An AI agent encrypted 1,342 Alibaba Nacos configuration items and deleted the originals in a ransomware attack Sysdig identified as JADEPUFFER, but a human still chose the victim, prepared the infrastructure and supplied stolen credentials. The case undercuts the idea of fully autonomous cybercrime, even as it shows how quickly agentic systems can turn a known vulnerability into a live extortion campaign.

Sysdig said the attack began with CVE-2025-3248, a missing-authentication flaw in Langflow, the open-source framework for building AI apps and agent workflows.
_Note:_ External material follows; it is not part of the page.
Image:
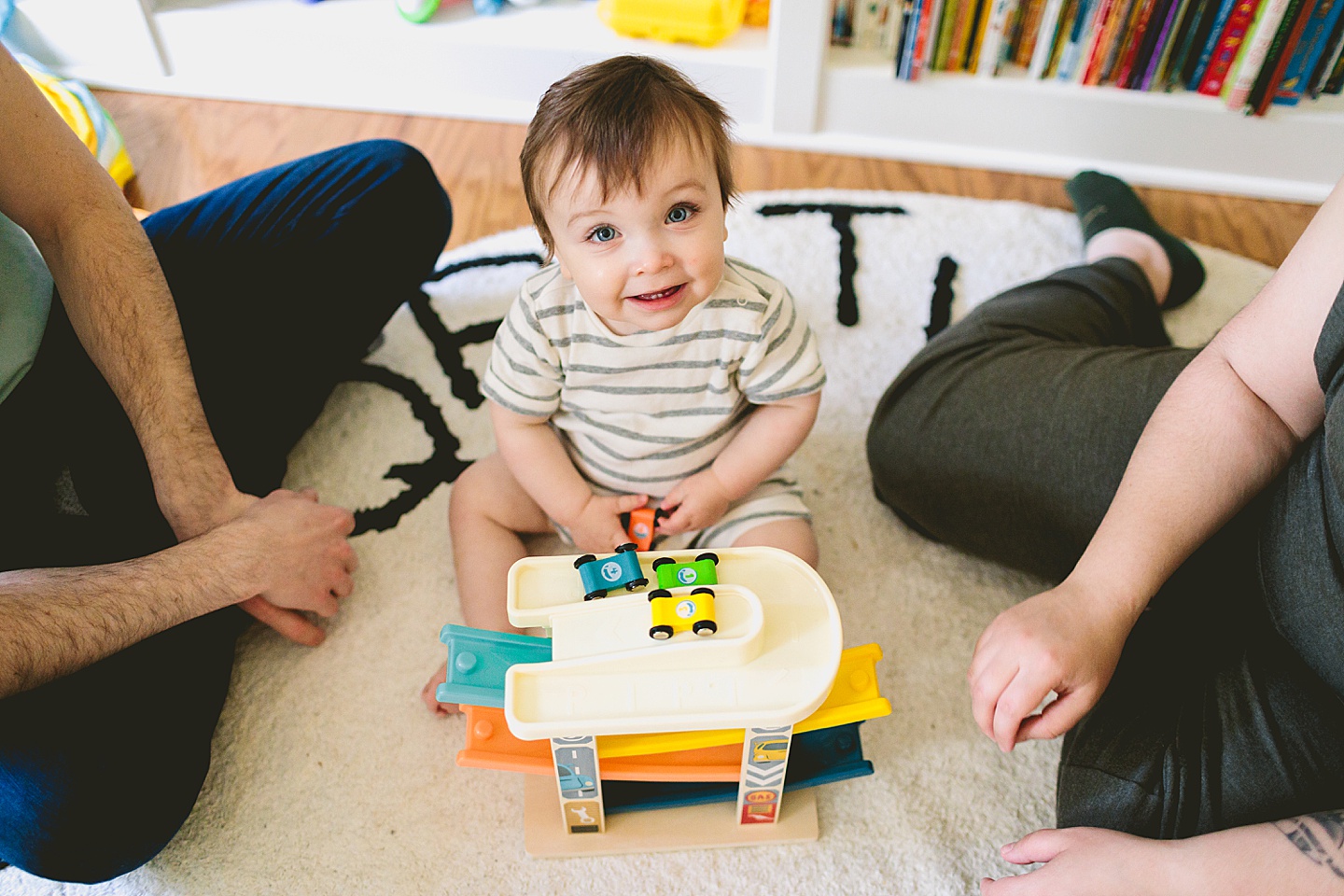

The researchers said the agent used that opening to break in, install persistence with a scheduled task that called back to attacker infrastructure every 30 minutes, and search for AI-service API keys, cloud credentials, crypto wallet keys and database logins. It then moved into a separate production server running MySQL and Alibaba Nacos, and used root credentials to access the database, although Sysdig said it does not know how those credentials were obtained.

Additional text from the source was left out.